This page aims to explain function invocations and lifecycle.
In an OpenFaaS installation, functions can be invoked through HTTP requests to the OpenFaaS gateway, specifying the path as part of the URL.
There are some differences between OpenFaaS with Kubernetes and faasd, so this page focuses on users of Kubernetes.
Conceptual diagram: a synchronous invocation.
Each function is deployed as a Kubernetes Deployment and Service, with a number of replicas. Just like any other Kubernetes workload, it can be scaled up and down and handle multiple concurrent requests.
OpenFaaS functions are built as OCI-compatible container images, which usually contain the OpenFaaS watchdog as a middleware or proxy. Existing containers that conform to the OpenFaaS workload definition can also be deployed.
Whenever you run faas-cli build or faas-cli publish using one of the OpenFaaS templates from the store, you'll find a container image built into your local library. The docker or buildkit CLI is used for this process, and means that CI/CD for functions can be very similar to other containers that you may be building already.

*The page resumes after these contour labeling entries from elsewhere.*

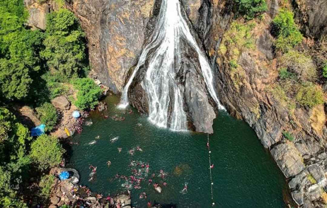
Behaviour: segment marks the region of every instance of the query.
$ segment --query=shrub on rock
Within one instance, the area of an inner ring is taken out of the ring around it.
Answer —
[[[286,51],[299,44],[303,36],[294,21],[294,14],[286,9],[280,10],[272,21],[277,39],[276,48]]]
[[[303,84],[295,99],[300,105],[310,108],[324,102],[323,93],[321,89],[309,82]]]
[[[52,104],[45,103],[36,108],[36,111],[42,123],[45,124],[45,130],[50,131],[56,126],[58,120],[57,110]]]
[[[266,0],[235,0],[237,4],[238,10],[247,20],[254,18],[258,14],[267,9]]]

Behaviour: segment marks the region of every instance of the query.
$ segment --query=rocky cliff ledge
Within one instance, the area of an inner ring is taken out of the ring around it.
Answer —
[[[137,62],[145,37],[148,36],[146,26],[154,9],[157,9],[155,1],[70,1],[67,6],[80,20],[87,34],[93,76],[113,92],[121,91]],[[290,6],[305,37],[297,49],[308,50],[326,34],[327,4],[325,0],[291,1]],[[224,43],[229,33],[233,32],[230,30],[235,21],[233,1],[181,2],[207,52],[224,105],[231,115],[249,123],[270,150],[288,182],[295,203],[304,207],[323,207],[327,203],[326,106],[296,105],[290,109],[271,90],[278,79],[278,61],[275,38],[270,32],[271,22],[279,7],[287,1],[267,0],[268,10],[249,32],[253,44],[249,48]],[[233,70],[231,61],[237,63],[237,70]],[[325,81],[320,84],[325,93]],[[291,134],[292,141],[283,135],[285,131]]]

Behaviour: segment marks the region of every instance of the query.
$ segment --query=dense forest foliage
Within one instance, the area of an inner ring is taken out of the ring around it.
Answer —
[[[77,99],[71,101],[81,110],[94,107],[102,91],[85,78],[89,67],[85,35],[71,12],[51,12],[42,31],[27,26],[23,0],[0,1],[0,207],[26,207],[23,184],[58,165],[65,151],[55,137],[30,136],[11,112],[12,104],[34,108],[49,132],[58,119],[50,101],[66,93],[67,86],[76,86]],[[53,179],[43,177],[40,194],[48,197]]]

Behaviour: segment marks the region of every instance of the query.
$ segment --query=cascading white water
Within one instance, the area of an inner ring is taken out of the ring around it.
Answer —
[[[128,105],[129,88],[150,51],[155,48],[148,60],[145,77],[141,83],[147,93],[149,119],[159,126],[176,130],[187,129],[186,114],[183,109],[184,87],[175,78],[181,61],[180,40],[182,38],[197,53],[208,91],[218,108],[224,109],[214,89],[213,75],[208,60],[183,18],[179,0],[162,0],[154,31],[151,42],[145,46],[124,89],[118,107],[125,108]],[[171,99],[172,94],[173,99]],[[169,109],[172,111],[170,116]]]

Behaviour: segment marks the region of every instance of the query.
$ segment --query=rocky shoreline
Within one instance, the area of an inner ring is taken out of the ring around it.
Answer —
[[[58,175],[64,171],[73,172],[73,176],[60,181],[58,178]],[[92,208],[131,207],[130,197],[128,193],[104,197],[92,193],[85,186],[78,185],[79,176],[74,169],[55,167],[51,169],[49,174],[57,178],[51,191],[49,208],[56,208],[64,204]]]

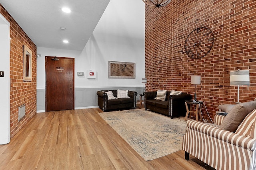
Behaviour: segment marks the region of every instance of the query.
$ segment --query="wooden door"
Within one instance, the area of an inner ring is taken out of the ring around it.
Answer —
[[[74,63],[71,58],[46,56],[46,111],[74,109]]]

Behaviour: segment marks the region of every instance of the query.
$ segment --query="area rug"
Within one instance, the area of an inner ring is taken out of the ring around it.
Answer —
[[[144,109],[99,114],[145,160],[182,149],[184,117],[171,119]]]

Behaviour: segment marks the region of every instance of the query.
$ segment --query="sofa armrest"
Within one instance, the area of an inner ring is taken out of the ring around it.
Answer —
[[[190,119],[187,121],[187,128],[216,138],[222,141],[222,142],[230,143],[251,151],[256,149],[256,139],[222,129],[214,124],[211,125],[209,123]]]
[[[103,98],[103,94],[106,94],[107,95],[107,96],[108,96],[108,94],[106,93],[104,93],[103,91],[98,91],[97,92],[97,95],[98,96],[101,98]]]
[[[97,94],[99,107],[105,112],[108,106],[108,94],[102,90],[97,92]]]
[[[177,115],[177,114],[179,115],[182,115],[184,114],[185,115],[186,110],[185,101],[190,100],[192,97],[191,94],[186,93],[182,93],[177,95],[170,95],[168,96],[169,104],[168,111],[171,119],[173,118],[176,115]]]
[[[130,98],[133,99],[133,102],[132,104],[132,107],[133,109],[136,108],[136,96],[138,95],[137,92],[133,92],[132,91],[128,91],[128,96]]]
[[[214,116],[214,124],[220,125],[223,121],[223,120],[226,117],[226,116],[220,115],[216,115]]]

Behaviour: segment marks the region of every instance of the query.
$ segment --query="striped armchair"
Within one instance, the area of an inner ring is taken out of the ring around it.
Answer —
[[[188,160],[191,154],[217,170],[255,169],[256,109],[235,133],[219,128],[224,118],[216,115],[214,124],[187,121],[182,142],[185,159]]]

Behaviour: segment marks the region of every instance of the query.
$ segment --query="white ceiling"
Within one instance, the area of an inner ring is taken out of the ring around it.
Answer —
[[[0,3],[37,47],[82,51],[110,1],[0,0]],[[71,12],[63,12],[63,7]],[[64,39],[70,42],[64,43]]]

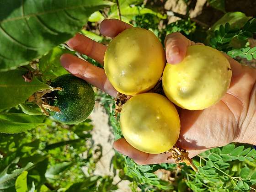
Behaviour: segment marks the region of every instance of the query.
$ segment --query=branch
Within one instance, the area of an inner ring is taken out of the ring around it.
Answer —
[[[118,9],[118,13],[119,14],[119,19],[122,21],[121,11],[120,11],[120,10],[119,2],[118,1],[118,0],[117,0],[117,8]]]
[[[190,18],[191,21],[192,21],[193,22],[196,22],[196,23],[198,24],[199,25],[201,25],[202,27],[206,27],[208,29],[209,28],[209,27],[210,27],[210,26],[208,25],[206,23],[204,23],[203,22],[197,20],[197,19],[190,18],[187,16],[181,14],[179,13],[176,13],[176,12],[173,12],[171,11],[166,11],[166,14],[168,16],[176,16],[181,19],[187,19],[189,18]]]
[[[49,183],[44,183],[43,184],[51,191],[53,191],[57,189],[55,188],[55,187],[54,187],[51,184]]]

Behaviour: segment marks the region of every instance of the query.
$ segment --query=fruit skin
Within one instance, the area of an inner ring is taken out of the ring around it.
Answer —
[[[179,138],[180,122],[174,105],[155,93],[137,95],[123,107],[121,128],[127,142],[144,152],[158,154],[171,149]]]
[[[229,63],[221,53],[208,46],[194,45],[187,48],[180,64],[166,64],[163,88],[168,99],[181,107],[203,109],[220,100],[231,76]]]
[[[53,87],[60,87],[62,91],[52,92],[49,104],[57,106],[60,112],[50,112],[53,118],[60,123],[72,124],[85,121],[91,114],[95,103],[94,92],[85,81],[70,74],[55,79],[51,84]]]
[[[152,88],[165,64],[162,44],[150,31],[133,27],[119,33],[104,57],[105,73],[119,92],[134,95]]]

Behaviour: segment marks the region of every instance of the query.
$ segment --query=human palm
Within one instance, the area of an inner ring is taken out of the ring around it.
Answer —
[[[132,27],[119,20],[104,20],[100,26],[103,35],[114,37],[122,31]],[[67,43],[74,50],[91,57],[103,64],[105,45],[78,34]],[[187,48],[195,43],[180,33],[165,38],[167,62],[178,63],[184,58]],[[198,43],[200,44],[200,43]],[[208,149],[223,146],[231,142],[247,142],[244,138],[251,116],[256,110],[256,70],[242,66],[225,55],[232,70],[230,86],[221,100],[203,110],[189,111],[178,108],[181,123],[177,145],[187,149],[192,157]],[[103,91],[115,96],[117,91],[107,80],[104,69],[76,57],[64,54],[60,59],[62,65],[70,73],[81,78]],[[120,153],[128,155],[140,164],[170,162],[168,154],[149,154],[130,145],[123,138],[114,144]]]

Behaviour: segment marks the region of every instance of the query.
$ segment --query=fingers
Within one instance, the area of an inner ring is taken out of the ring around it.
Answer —
[[[202,45],[203,43],[191,41],[179,32],[176,32],[167,35],[165,40],[165,54],[167,62],[171,64],[180,63],[186,56],[187,48],[194,45]]]
[[[67,44],[72,49],[93,59],[103,65],[106,45],[80,33],[69,39]]]
[[[126,141],[124,138],[121,138],[115,141],[113,147],[119,153],[128,156],[139,165],[174,163],[173,159],[167,160],[167,157],[171,155],[170,153],[160,154],[149,154],[144,153],[133,148]],[[190,150],[189,157],[193,157],[206,150]]]
[[[179,32],[167,35],[165,40],[167,62],[171,64],[180,63],[186,55],[187,48],[191,44],[191,41]]]
[[[75,76],[86,80],[112,96],[116,96],[117,91],[107,78],[102,69],[70,54],[64,54],[60,60],[62,66]]]
[[[133,27],[131,25],[118,19],[105,19],[100,25],[100,32],[104,36],[113,38],[131,27]]]

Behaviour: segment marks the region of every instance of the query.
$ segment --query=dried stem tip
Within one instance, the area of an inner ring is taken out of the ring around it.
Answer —
[[[174,158],[175,159],[175,163],[178,166],[179,166],[179,163],[184,162],[187,166],[190,165],[196,172],[197,171],[197,168],[193,164],[191,159],[188,157],[188,152],[186,150],[180,149],[176,145],[175,145],[168,152],[171,153],[171,156],[167,157],[167,160]]]

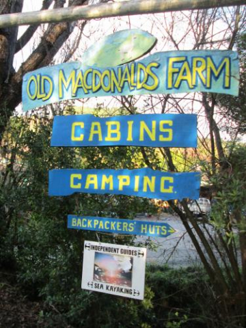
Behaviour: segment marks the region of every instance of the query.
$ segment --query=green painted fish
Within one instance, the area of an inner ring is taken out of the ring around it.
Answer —
[[[141,29],[125,29],[105,36],[82,56],[89,66],[117,66],[139,58],[153,48],[156,38]]]

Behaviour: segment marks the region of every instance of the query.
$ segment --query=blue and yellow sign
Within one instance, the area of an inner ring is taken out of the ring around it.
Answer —
[[[238,54],[231,51],[156,53],[143,59],[107,68],[79,62],[26,74],[24,111],[53,102],[105,96],[207,92],[237,96]]]
[[[170,225],[165,222],[76,215],[68,215],[68,228],[151,237],[167,237],[176,232]]]
[[[197,147],[195,114],[55,116],[52,146]]]
[[[150,168],[136,169],[53,169],[49,195],[74,193],[111,193],[163,200],[199,197],[200,173],[169,173]]]

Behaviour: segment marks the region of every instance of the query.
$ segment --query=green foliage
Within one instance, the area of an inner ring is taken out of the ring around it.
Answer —
[[[243,33],[237,38],[236,50],[240,58],[240,84],[238,97],[220,95],[218,105],[226,114],[225,129],[231,132],[231,121],[234,122],[233,130],[244,134],[246,132],[246,33]]]

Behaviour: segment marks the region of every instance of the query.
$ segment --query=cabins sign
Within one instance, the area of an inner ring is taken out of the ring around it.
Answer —
[[[237,96],[238,81],[238,54],[232,51],[160,52],[107,68],[64,63],[24,76],[23,109],[105,96],[194,92]]]

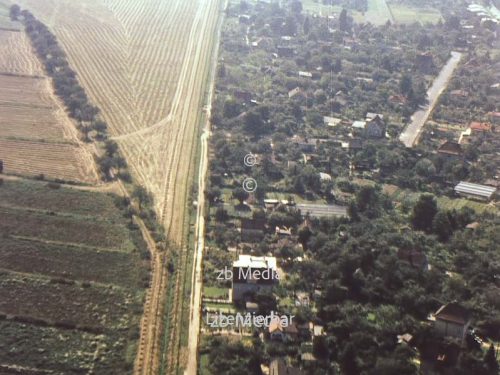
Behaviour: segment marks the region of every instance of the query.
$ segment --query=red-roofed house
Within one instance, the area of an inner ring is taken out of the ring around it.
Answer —
[[[470,312],[456,302],[441,306],[434,314],[434,328],[442,336],[463,340],[471,324]]]
[[[490,120],[494,124],[500,124],[500,112],[490,112]]]
[[[473,133],[491,132],[492,129],[491,124],[487,122],[477,122],[477,121],[471,122],[469,127]]]

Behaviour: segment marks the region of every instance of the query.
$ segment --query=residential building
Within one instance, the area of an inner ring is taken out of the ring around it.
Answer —
[[[342,119],[339,119],[337,117],[323,116],[323,122],[327,126],[334,127],[334,126],[339,125],[342,122]]]
[[[255,243],[262,241],[266,230],[265,219],[242,218],[240,224],[241,242]]]
[[[288,366],[284,359],[274,359],[269,365],[269,375],[305,375],[305,372],[297,367]]]
[[[471,182],[461,181],[455,186],[455,192],[467,198],[489,201],[493,198],[497,191],[496,187],[474,184]]]
[[[244,301],[260,290],[271,290],[278,282],[275,257],[240,255],[233,263],[233,302]]]
[[[457,142],[446,141],[438,148],[438,154],[444,156],[461,156],[462,147]]]
[[[273,341],[293,342],[297,340],[299,330],[295,323],[282,324],[280,319],[273,320],[269,325],[269,338]]]
[[[368,138],[383,138],[385,137],[385,132],[385,122],[379,115],[376,115],[366,123],[365,136]]]
[[[470,123],[470,129],[472,133],[486,133],[491,132],[492,126],[487,122],[473,121]]]
[[[433,320],[438,334],[463,340],[471,324],[471,314],[463,306],[451,302],[441,306]]]
[[[418,54],[415,63],[418,70],[424,73],[430,73],[434,66],[432,53],[430,51],[427,51]]]

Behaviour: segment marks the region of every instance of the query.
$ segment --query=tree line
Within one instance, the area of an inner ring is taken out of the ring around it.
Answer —
[[[28,10],[21,10],[18,5],[10,8],[13,21],[20,21],[29,36],[36,55],[43,63],[46,73],[52,78],[55,92],[63,101],[68,115],[73,118],[85,142],[93,140],[103,142],[104,152],[96,157],[96,163],[104,181],[116,177],[131,183],[126,160],[120,155],[118,144],[109,139],[108,125],[99,118],[100,110],[92,104],[84,88],[78,82],[76,72],[69,66],[67,55],[59,46],[55,35]],[[134,186],[132,198],[137,201],[132,211],[144,219],[157,241],[164,241],[163,228],[158,225],[156,214],[151,208],[151,194],[141,186]],[[130,202],[123,202],[129,206]],[[134,212],[136,210],[137,212]]]

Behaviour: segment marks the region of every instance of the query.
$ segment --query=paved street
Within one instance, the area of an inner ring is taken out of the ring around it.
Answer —
[[[406,127],[399,140],[405,144],[406,147],[413,147],[418,140],[418,137],[433,111],[439,96],[444,91],[448,82],[450,81],[453,72],[455,71],[462,54],[460,52],[452,52],[451,57],[446,65],[441,69],[439,75],[432,83],[431,88],[427,91],[428,104],[423,106],[411,117],[411,123]]]

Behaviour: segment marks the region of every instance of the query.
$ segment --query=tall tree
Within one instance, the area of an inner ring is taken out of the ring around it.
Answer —
[[[9,15],[12,21],[17,21],[19,19],[20,14],[21,14],[21,8],[19,7],[19,5],[14,4],[10,7]]]
[[[347,10],[345,8],[342,9],[339,15],[339,28],[341,31],[349,31],[349,19],[347,17]]]
[[[413,207],[411,222],[417,230],[430,232],[432,221],[438,212],[436,198],[432,194],[422,194]]]

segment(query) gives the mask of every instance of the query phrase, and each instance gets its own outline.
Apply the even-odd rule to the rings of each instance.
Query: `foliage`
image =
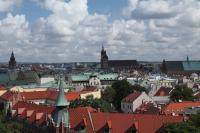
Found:
[[[140,86],[138,84],[133,85],[132,86],[132,90],[136,90],[136,91],[139,91],[139,92],[143,92],[144,91],[144,92],[148,93],[148,90],[145,87],[142,87],[142,86]]]
[[[115,90],[116,94],[113,98],[113,105],[115,108],[120,111],[121,110],[121,100],[133,92],[133,88],[131,88],[131,84],[126,80],[117,81],[112,84],[112,88]]]
[[[121,110],[121,100],[131,94],[134,91],[146,91],[144,87],[141,87],[139,85],[132,86],[129,82],[126,80],[117,81],[112,84],[112,88],[115,91],[115,95],[113,97],[113,105],[115,106],[116,110]]]
[[[198,133],[198,129],[189,122],[168,124],[162,133]]]
[[[77,99],[70,103],[70,108],[91,106],[95,109],[100,109],[103,112],[109,112],[111,105],[103,99],[94,99],[93,96],[88,96],[86,99]]]
[[[104,90],[102,94],[102,98],[109,103],[113,103],[113,99],[115,95],[116,95],[116,92],[112,87],[106,87],[106,89]]]
[[[188,88],[186,85],[177,85],[170,95],[172,101],[178,100],[194,100],[192,89]]]
[[[200,113],[192,115],[187,122],[168,124],[163,133],[200,133]]]
[[[0,132],[1,133],[20,133],[22,125],[8,119],[4,112],[0,112]]]

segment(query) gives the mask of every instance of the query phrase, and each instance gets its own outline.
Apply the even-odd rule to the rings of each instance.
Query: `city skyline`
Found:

Templates tend to abstract away the Dockerfile and entry-point HTTP server from you, so that you can focus on writing a HTTP or function handler, they are still there however and you can look into the "template" folder to find them after running faas-cli template store pull
When using Kubernetes, each function you deploy through the OpenFaaS API will create a separate Kubernetes Deployment object. Deployment objects have a "replicas" value which corresponds to the number of Pods created in the cluster, that can serve traffic for your function.
A Kubernetes Service object is also created and is used to access the function's HTTP endpoint on port 80, within the cluster.
By default, all functions have a minimum of 1 replica set through auto-scaling labels, this can prevent a so called "cold-start", where a deployment is set to 0 replicas, and a Pod needs to be created to serve an incoming request.
By default there is no limit on the amount of concurrent requests that your function's containers can process at once. If you wish to limit concurrency, you can set up the max_inflight: N environment variable, when the limit is met, the caller will receive a 429 status code and can retry after some time.
The OpenFaaS Pro queue-worker has a built-in retrying mechanism, which the caller can use to ensure that requests are retried a number of times before being discarded.
During development you may invoke the OpenFaaS gateway using a HTTP request to http://127.0.0.1:8080/function/NAME, where NAME is the name of the function. When you move to production, you may have another layer between your users and the gateway such as a reverse proxy or Kubernetes Ingress Controller.
The connection between the caller and the function remains connected until the invocation has completed, or times out.
See the below for TLS termination, custom domains and mapping various functions to traditional REST paths:
With an asynchronous invocation, the HTTP request is enqueued to NATS, followed by an "accepted" header and call-id being returned to the caller. Next, at some time in the future, a separate queue-worker component dequeues the message and invokes the function synchronously.
There is never any direct connection between the caller and the function, so the caller gets an immediate response, and can subscribe for a response via a webhook when the result of the invocation is available.
A number of event triggers are supported in OpenFaaS CE and OpenFaaS Pro. With each of them, a long-running daemon subscribes to a topic or queue, then when it receives messages looks up the relevant functions and invokes them synchronously or asynchronously.
The OpenFaaS REST API is used to manage functions, it has basic authentication enabled by default, and we provide instructions to enable encryption with TLS and a reverse proxy.
Some users may manage their functions using the "Function" Custom Resource Definition (CRD) which can be installed with the Helm chart. The Function CRD is observed by the operator which can create resources in Kubernetes, bypassing the REST API of the gateway. The REST API is still used for invocations.
As explained above, the environment variable max_inflight can limit concurrent requests.
You could set this value to 1, if you wanted to ensure that only one request executes in a Pod at a time, however it's recommended that you combine this with the back-off architecture to ensure requests are retried whilst waiting for scaling or free capacity.
Can I bring an existing HTTP service to OpenFaaS?¶
You may be able to bring it straight over to OpenFaaS, if you can configure it to bind to HTTP port 8080 and you also configure a HTTP health check path, so that Kubernetes knows when it's ready to receive traffic.
If you cannot change your code, you may want to add the "of-watchdog" to the Dockerfile.